How I Chose My Name
In the beginning of transitioning, my doctor gave me some of the best wisdom. She said that some things about my transition would be easier than I thought, and some would be harder. I didn’t think choosing my own name would be difficult, but once I sat down to it, I found it to be a struggle, and I discovered something about my personal philosophy in those moments.
I believe, deep down, that names are something we are given, and not something we chose for ourselves. We can create a name for ourselves, but that’ s not the same thing. I enjoy having nick names, even if they are seemingly silly and insulting, such as Small Fry or Short Stuff. It matters that I belong to a group, and that they have given me a name–honored me with one. Unfortunately, when it came down to it, I had to choose Ben Brock myself, but I was born Bethany Ann Lilley*, and that name still means something to me.
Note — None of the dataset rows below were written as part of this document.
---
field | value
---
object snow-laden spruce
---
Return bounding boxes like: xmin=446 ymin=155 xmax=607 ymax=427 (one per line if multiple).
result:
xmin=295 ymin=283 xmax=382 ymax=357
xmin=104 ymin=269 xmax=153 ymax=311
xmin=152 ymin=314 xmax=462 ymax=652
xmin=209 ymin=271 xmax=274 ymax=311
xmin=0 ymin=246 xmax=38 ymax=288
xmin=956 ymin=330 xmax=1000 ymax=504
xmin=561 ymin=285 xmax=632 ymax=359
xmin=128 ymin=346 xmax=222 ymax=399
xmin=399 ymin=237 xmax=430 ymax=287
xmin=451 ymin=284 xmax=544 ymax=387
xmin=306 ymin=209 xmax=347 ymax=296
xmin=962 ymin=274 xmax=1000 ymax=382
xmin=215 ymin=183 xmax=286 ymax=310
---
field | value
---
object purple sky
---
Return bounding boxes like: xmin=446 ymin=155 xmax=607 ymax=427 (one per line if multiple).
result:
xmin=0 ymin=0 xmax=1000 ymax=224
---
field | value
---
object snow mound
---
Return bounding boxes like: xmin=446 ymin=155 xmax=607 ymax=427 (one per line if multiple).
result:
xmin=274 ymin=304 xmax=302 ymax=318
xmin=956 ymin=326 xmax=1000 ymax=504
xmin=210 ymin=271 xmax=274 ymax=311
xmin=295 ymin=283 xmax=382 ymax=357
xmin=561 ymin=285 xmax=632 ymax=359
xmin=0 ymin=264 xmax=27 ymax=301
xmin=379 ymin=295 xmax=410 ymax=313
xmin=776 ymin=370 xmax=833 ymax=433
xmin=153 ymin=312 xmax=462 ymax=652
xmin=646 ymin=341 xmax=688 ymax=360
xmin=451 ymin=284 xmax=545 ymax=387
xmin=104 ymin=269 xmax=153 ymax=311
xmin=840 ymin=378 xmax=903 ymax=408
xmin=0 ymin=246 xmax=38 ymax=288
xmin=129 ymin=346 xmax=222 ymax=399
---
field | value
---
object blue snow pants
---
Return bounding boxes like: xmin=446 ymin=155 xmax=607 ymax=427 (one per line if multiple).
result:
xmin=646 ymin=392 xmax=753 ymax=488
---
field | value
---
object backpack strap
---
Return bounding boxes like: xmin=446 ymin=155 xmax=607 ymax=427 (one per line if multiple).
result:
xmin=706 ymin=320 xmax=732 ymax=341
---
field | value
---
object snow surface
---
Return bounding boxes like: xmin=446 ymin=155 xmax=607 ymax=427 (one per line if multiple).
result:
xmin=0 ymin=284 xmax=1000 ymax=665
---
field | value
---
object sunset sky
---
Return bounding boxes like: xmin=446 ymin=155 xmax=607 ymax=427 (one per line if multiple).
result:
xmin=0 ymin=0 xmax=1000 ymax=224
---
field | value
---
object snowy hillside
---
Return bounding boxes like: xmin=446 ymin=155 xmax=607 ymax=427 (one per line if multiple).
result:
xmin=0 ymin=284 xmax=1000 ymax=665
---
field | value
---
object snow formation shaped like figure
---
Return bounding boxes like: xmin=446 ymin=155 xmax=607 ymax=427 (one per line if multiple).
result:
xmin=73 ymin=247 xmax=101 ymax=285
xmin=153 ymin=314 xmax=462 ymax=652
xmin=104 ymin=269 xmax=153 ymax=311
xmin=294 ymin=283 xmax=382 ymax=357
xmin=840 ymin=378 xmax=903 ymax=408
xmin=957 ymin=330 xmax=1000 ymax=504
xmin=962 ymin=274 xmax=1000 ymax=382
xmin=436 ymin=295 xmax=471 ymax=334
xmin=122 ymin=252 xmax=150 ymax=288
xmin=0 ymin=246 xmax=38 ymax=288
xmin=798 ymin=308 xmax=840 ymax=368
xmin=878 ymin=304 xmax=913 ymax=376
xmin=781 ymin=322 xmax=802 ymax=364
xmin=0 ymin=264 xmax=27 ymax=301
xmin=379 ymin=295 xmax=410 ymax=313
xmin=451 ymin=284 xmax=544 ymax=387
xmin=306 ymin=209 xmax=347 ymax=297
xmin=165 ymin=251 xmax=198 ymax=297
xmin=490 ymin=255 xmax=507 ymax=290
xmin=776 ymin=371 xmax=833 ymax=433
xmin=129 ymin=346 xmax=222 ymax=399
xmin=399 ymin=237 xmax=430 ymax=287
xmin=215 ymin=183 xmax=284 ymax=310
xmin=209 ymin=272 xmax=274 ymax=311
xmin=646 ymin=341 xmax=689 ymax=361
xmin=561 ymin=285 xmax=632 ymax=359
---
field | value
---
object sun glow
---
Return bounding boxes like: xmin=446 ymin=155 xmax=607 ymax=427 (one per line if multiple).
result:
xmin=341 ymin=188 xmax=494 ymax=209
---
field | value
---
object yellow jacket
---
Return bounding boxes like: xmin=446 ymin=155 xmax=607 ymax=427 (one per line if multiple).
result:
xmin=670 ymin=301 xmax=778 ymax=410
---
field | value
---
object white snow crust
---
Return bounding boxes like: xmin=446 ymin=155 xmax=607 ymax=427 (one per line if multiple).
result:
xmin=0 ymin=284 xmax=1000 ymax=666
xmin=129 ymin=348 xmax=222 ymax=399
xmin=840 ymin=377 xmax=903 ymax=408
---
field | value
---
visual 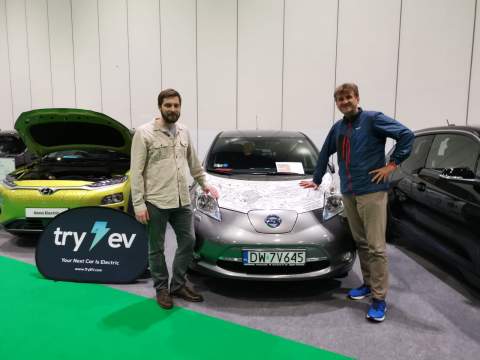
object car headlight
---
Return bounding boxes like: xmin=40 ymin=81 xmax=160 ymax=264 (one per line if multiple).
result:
xmin=87 ymin=175 xmax=128 ymax=188
xmin=323 ymin=193 xmax=343 ymax=221
xmin=196 ymin=193 xmax=222 ymax=221
xmin=102 ymin=193 xmax=123 ymax=205
xmin=3 ymin=175 xmax=17 ymax=188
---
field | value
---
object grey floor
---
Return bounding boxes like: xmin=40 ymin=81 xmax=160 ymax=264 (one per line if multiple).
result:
xmin=0 ymin=229 xmax=480 ymax=360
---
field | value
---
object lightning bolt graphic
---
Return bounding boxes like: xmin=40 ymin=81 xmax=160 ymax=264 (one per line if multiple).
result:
xmin=88 ymin=221 xmax=110 ymax=251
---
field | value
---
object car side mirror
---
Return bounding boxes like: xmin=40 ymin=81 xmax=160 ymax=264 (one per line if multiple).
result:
xmin=440 ymin=167 xmax=480 ymax=184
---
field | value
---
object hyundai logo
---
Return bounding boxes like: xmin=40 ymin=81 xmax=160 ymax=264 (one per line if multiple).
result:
xmin=38 ymin=188 xmax=55 ymax=195
xmin=265 ymin=215 xmax=282 ymax=229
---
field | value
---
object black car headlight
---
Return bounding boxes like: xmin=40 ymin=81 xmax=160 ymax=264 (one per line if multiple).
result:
xmin=87 ymin=175 xmax=128 ymax=188
xmin=195 ymin=191 xmax=222 ymax=221
xmin=323 ymin=193 xmax=343 ymax=221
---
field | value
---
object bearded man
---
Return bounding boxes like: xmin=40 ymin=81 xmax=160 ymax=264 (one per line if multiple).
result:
xmin=130 ymin=89 xmax=218 ymax=309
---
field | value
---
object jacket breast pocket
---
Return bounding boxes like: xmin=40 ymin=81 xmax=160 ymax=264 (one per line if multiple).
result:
xmin=150 ymin=143 xmax=172 ymax=161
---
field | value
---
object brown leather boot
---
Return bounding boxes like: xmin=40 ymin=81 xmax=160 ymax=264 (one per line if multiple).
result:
xmin=157 ymin=289 xmax=173 ymax=310
xmin=172 ymin=285 xmax=203 ymax=302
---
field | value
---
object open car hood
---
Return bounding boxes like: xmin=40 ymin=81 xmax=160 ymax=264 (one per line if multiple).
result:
xmin=15 ymin=109 xmax=132 ymax=156
xmin=203 ymin=173 xmax=333 ymax=214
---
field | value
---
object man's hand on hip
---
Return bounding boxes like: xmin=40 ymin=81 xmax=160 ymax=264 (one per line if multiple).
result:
xmin=135 ymin=210 xmax=150 ymax=224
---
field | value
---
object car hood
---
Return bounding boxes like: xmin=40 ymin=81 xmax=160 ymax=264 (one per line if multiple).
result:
xmin=203 ymin=173 xmax=333 ymax=213
xmin=15 ymin=109 xmax=132 ymax=156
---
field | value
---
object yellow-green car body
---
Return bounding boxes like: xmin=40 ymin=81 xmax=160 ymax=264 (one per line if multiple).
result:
xmin=0 ymin=109 xmax=131 ymax=233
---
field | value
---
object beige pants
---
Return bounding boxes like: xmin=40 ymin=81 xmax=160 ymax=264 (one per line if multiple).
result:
xmin=343 ymin=191 xmax=388 ymax=300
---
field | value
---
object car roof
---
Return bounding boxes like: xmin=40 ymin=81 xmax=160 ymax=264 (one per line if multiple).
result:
xmin=415 ymin=125 xmax=480 ymax=137
xmin=0 ymin=130 xmax=20 ymax=139
xmin=218 ymin=130 xmax=305 ymax=138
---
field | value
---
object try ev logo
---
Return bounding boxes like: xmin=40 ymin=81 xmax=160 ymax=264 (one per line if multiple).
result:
xmin=53 ymin=221 xmax=137 ymax=251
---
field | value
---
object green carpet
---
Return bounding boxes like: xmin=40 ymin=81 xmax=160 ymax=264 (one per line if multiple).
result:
xmin=0 ymin=257 xmax=352 ymax=360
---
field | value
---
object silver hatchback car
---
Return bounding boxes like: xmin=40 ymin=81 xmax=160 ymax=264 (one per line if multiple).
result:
xmin=191 ymin=131 xmax=355 ymax=280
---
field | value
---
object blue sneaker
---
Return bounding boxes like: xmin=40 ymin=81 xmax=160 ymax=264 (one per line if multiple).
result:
xmin=367 ymin=299 xmax=387 ymax=322
xmin=348 ymin=284 xmax=372 ymax=300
History is written by the victors, and I supposed I felt as if I were a disgruntled loser when I heard my mother telling one of our longtime friends over dinner how I chose my name, with her apparently helping me in her version of the tale. That inspired a bit of rebellion on my end, and for the official record, I’d like to reveal to you the process of how I actually chose my name.
All I knew when I started was that I wanted to keep my initials. It would make things simpler (every career I’ve had has involved copious initial signing), and having parameters such as this made it seem as if I wasn’t picking my name all willy nilly, which was important to me on a philosophical level. My brother is Brian, so that was out. I toyed with ideas such as Blake and Benedict, but one friend said Blake was a forty-year old tennis player’s name, which was fine, but ultimately the name wasn’t sticking, and Benedict make me think of eggs or Cumberbatch. So I reached out to my family.
The only time my mom and I really talk is when we run, and on one of our runs I asked her what boy’s name she was going to give me if I’d been identified at birth as male. I seemed to recall her telling me when I was sixteen or so, but I could barely remember the conversation.
She ignored me. She changed the subject. She was still struggling with my transition, and I think her brain was simply on overload.
I could understand that, so I wracked my own memory, and the name I believed she was going to give me was Benjamin. It was a weak memory, and I hated the name Benjamin (if you ask me why, I’ll sing you a song). Despite that, some part of me held onto the name Ben.
When you take T your dick gets bigger–that’s just a fact–and considering no one in my life before I’d taken T had ever been able to find my “button of pleasure”, I was very much pleased with the results. But my growth in that area was also the impetus for many dick jokes in the Brock household.
Me: Why does my dick get hard whenever I take a shower?
Husbear: Oh. Mine did that too… when I was twelve! *laughs hysterically*
Me: *rude gesture*
And so on.
One fateful night of messing around, the husbear smiled at me, stroked my leg, and asked how I was feeling.
The first words out of my mouth were, “Big Ben’s feeling fiiiiiiine.”
His hand stopped. “Big Ben?”
I was a bit taken aback too, but I shrugged it off. “Sure. And I’m Little Ben.”
“Okay. You do realize that Big Ben is actually the bell, right, and not the clock tower?”
I pointed to my crotch. “And this is my bellend.”
His hand continued up my leg. “Big Ben it is.”
And Ben it was. I ultimately chose Bennett because it was less offensive to me than Benjamin, but I’m not one of those people who needs a perfect name. Truth is, the letter B is my least favorite letter in the alphabet. I hate writing it and saying it. Blech!
Later my mother confirmed–to our friends–that she was going to name me Benjamin if I had been identified at birth as a boy, but she also insisted, her face shining with drunken maternal pride, that she had helped me pick my name.
I’m sure my parents at times feel bad about the way they raised me, and her fudging a bit on details for storytelling purposes is fine, but the way she completely erased my struggle and made herself look good bothered me. Admittedly, a small part of me wanted to hold onto her version of events, because in her shining eyes I saw a piece of my ideal world, a piece of the mother she could have been to me. But that’s not what actually happened, and now you have the real story.
My dick chose my name.
Photo: My signature now is almost identical to my signature after I got married. Note the angry B’s! *wink*
*Sometimes I like to use my old names when I blog, as a tool of storytelling, but please don’t take that as permission to deadname me.